Elizabeth Jimie

Personal information
- Nationality: Malaysia
- Born: 28 June 1992 (age 34) Kuching, Sarawak, Malaysia
- Height: 1.62 m (5 ft 4 in)
- Weight: 59 kg (130 lb)

Sport
- Sport: Diving
- Event: Springboard
- Partner: Leong Mun Yee

Medal record
Women's diving
Representing Malaysia
Asian Games
| Bronze medal – third place | 2006 Doha | 1 m springboard |
| Bronze medal – third place | 2006 Doha | 3 m spring synchro |
Southeast Asian Games
| Gold medal – first place | 2007 Bangkok | 3 m spring synchro |
| Bronze medal – third place | 2007 Bangkok | 1 m springboard |

= Elizabeth Jimie =

Malaysian swimmer

Elizabeth Jimie (born 28 June 1992 in Kuching, Sarawak) is a Malaysian diver, who specialised in individual and synchronised springboard events. She won the gold medal, along with her partner Leong Mun Yee, in the women's 3 m synchronised springboard event, and added the bronze for the 1 m springboard at the 2007 Southeast Asian Games in Bangkok, Thailand.
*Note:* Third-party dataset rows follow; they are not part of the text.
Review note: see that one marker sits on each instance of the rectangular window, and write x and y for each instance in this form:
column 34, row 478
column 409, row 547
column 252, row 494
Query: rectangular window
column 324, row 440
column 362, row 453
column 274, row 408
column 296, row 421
She is also a two-time bronze medalist at the 2006 Asian Games in Doha, Qatar.

Jimie qualified for the women's 3 m individual springboard event at the 2008 Summer Olympics in Beijing, after finishing fifth in the Olympic test event. She finished twenty-first in the preliminary rounds of the competition, with a score of 253.50 points, tying a position with her diving partner Leung Mun Yee.